Many deals have a one year term with no obligation on the rights holder to renew. This introduces obvious risks, that a new music service might not be permitted to continue to offer key catalogues, or that the rights owner might introduce new and onerous obligations. A one year term will in almost all cases be considerably shorter than the planning horizon for a large operator, making it impossible to predict the terms on which a service will be operating as it is rolled out across a customer base, or as marketing activity attracts new customers.

Minima

Rights owners use contractual minimum payments in order to inflate their revenues over and above the value of the music that is actually sold by a service. In some cases this is relatively benign, such as setting a minimum wholesale price per track and taking the greater of that or a percentage of retail price. In per subscription pricing however it can be used to set a price per subscriber that is higher than the licensor’s pro-rata revenue share, or it can be set across an entire service so that the licensor receives a fixed percentage even when their pro-rata share drops. The effect of this is to compel the licensee to pay out over 100% of the royalty pool, eating into margins or operating costs.

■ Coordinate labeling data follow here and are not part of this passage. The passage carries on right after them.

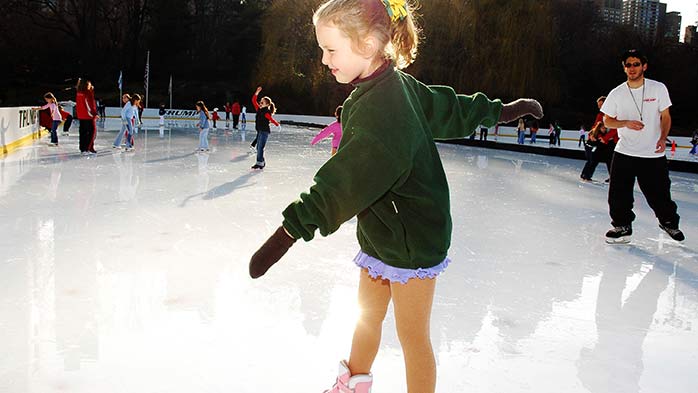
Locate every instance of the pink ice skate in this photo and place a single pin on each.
(347, 383)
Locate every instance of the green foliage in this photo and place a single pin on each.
(557, 51)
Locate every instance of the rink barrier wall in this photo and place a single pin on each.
(542, 149)
(19, 126)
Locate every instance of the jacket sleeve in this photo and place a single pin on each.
(453, 116)
(254, 102)
(347, 184)
(271, 119)
(322, 134)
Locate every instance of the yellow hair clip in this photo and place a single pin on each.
(397, 9)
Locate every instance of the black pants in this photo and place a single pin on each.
(652, 175)
(87, 129)
(67, 124)
(603, 153)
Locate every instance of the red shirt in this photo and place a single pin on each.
(85, 106)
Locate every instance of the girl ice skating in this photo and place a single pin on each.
(203, 125)
(334, 129)
(396, 187)
(265, 108)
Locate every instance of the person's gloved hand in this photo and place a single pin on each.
(271, 251)
(520, 108)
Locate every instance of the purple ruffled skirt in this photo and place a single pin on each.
(376, 268)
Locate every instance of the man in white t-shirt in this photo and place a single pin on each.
(639, 109)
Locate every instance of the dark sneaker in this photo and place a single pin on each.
(675, 233)
(619, 235)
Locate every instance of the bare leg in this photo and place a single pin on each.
(374, 296)
(412, 302)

Customer proposition approval

Rather than set wholesale pricing and allow operators to develop compelling services, music rights owners seek approval over most aspects of the consumer offering, and insert conditions in contracts that require any changes to be agreed in advance.

Equity assignments

Rights holders sometimes tie warrants or grants of equity to licensing deals giving themselves a route to benefit from increase in the value of that equity alongside any revenue they receive from the sale of music. This has the effect of unbalancing incentives so that rather than the most compelling consumer offering being the market leader the rights holders instead have a reason to exclude competition from the services in which they hold the largest equity positions.

Arbitrary conditions

Rights holders can sometimes put pressure on music service to accept arbitrary conditions, such as using a preferred provider for some aspect of the service, or committing to guaranteed placement for priority releases. Some other arbitrary conditions might include anti-piracy action either as a pre-condition of licensing, or as a commitment included in a contract, or access to a large amount of consumer behaviour data, including data which does not relate to the music included in the contract.